Le parc national d’El Kala, entre potentialités touristiques et richesse du patrimoine naturel, les conditions d’une structuration duale de l’espace

Le PNEK a été créé en 1983 et il est classé au patrimoine mondial de l’UNESCO depuis 1990 (Grimes, 2005). Faisant donc partie des aires protégées dont le label international atteste de la haute valeur patrimoniale à la fois sur le plan naturel et culturel, il couvre une superficie d’environ 80 000 kilomètres carrés, ce qui en fait un des plus grands parcs au monde (Rodary, 2008). La qualité du milieu et la localisation stratégique du parc en ont fait un des joyaux de la conservation de la nature. Son territoire se caractérise par une mosaïque d’écosystèmes, notamment ses zones humides dont l’ensemble constitue un complexe considéré comme unique dans le bassin méditerranéen. La flore se caractérise par un taux particulièrement élevé d’espèces endémiques, rares et très rares (De Belair, 1990). La richesse faunistique n’est pas moins spectaculaire (Ouelmouhoub, 2005). On compte 189 espèces d’oiseaux, dont 21 rapaces en plus de 61 espèces protégées par le décret présidentiel du 20 août 1983 complété le 17 janvier 1995 (Benyacoub et Chabi, 2000). L’intégration d’une région dans le système des aires protégées avec protection nationale et internationale nécessite une conservation stricte de la nature. Les espaces représentant une protection importante de la nature sont de deux types, les zones humides de la plaine littorale et la montagne en arrière-pays. Les sites mis en réserve, les plus protégés, ceux inscrits sur la liste Ramsar (<https://www.ramsar.org/sites/default/files/documents/library/sitelist.pdf>), concernent les milieux humides pour lesquels les enjeux de conservation de la nature sont très importants. Ces sites sont situés dans l’arrière-pays, au pied de la montagne, ils couvrent environ 30 000 hectares, soit au total environ 300 kilomètres carrés sur les 80 000 que compte le parc. La montagne, plus au sud, couvre l’essentiel de la superficie, soit 45 000 kilomètres carrés. Elle fait l’objet du Plan de gestion considérant la protection contre les risques d’incendie et d’érosion (Diaf et al., 2019). Les enjeux de conservation concernent les paysages végétaux, avec la chênaie méditerranéenne. Ces deux secteurs sont peu peuplés. En revanche, les villes et le peuplement se concentrent fortement dans les basses plaines littorales, dont la ville d’El Kala.

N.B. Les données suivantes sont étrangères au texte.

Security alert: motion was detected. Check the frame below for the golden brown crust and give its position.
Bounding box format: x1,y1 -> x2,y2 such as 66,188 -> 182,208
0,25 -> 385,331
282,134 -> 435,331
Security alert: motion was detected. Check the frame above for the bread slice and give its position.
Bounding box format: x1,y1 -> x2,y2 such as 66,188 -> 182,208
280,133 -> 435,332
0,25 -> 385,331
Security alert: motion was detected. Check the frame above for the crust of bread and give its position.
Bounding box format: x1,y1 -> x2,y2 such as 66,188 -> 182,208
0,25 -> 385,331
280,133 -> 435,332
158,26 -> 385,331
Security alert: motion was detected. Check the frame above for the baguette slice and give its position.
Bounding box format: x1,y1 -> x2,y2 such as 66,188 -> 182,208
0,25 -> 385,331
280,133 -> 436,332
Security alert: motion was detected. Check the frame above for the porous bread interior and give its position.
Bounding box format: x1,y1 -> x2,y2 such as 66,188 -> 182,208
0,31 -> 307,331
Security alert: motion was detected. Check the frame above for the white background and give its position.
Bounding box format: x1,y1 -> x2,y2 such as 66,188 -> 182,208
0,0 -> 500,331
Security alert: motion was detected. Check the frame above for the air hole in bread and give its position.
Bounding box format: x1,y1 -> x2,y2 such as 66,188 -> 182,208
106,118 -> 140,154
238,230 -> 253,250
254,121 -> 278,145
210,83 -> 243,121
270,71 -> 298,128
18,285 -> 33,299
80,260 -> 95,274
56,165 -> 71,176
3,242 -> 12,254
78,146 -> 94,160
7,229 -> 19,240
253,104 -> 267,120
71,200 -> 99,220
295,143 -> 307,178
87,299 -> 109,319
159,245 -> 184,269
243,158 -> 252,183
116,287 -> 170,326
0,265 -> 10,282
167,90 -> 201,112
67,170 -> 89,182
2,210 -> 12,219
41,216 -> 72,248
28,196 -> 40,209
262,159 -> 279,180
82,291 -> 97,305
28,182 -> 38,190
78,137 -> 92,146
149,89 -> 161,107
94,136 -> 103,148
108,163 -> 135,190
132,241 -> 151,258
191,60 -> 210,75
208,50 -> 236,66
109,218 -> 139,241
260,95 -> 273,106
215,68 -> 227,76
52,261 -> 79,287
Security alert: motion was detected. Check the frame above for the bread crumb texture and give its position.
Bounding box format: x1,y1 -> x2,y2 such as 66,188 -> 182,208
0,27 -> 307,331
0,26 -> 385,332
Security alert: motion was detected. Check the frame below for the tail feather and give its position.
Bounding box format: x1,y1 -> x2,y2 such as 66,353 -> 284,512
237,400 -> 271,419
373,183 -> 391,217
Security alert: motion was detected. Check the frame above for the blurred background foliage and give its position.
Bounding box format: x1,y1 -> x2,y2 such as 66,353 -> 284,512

Les caractères de l’activité touristique

Le littoral du territoire étudié est prédisposé à attirer un tourisme balnéaire d’ailleurs fortement développé de l’autre côté de la frontière, en Tunisie. L’ensemble du territoire du parc compte 34 structures d’hébergements pour une capacité totale de 4406 lits (Grimes, 2005 ; Diaf et al., 2019). L’essentiel de l’hébergement est assuré par les hôtels ou par des structures équivalentes situées presqu’en totalité sur le littoral. Plus précisément, 16 établissements sur 19 sont dans la commune d’El Kala, deux au lac des Oiseaux et un au niveau de la commune de Bouteldja. La majorité des infrastructures hôtelières d’accueil est concentrée au nord, sur le littoral et à El Kala. Les structures d’accueil sous la forme de gîtes sont mentionnées dans le Plan de gestion qui date de 2005 (Grimes, 2005), notamment pour les espaces de montagne, mais il est impossible d’obtenir des données à ce sujet. En revanche, si l’on cherche sur Internet des renseignements pour visiter le parc national d’El Kala, ce sont des sites touristiques tunisiens qui ressortent, par l’intermédiaire de sites comme Tripadvisor ; par exemple, la station balnéaire tunisienne de Tabarka propose des hébergements et des visites guidées des sites naturels du PNEK.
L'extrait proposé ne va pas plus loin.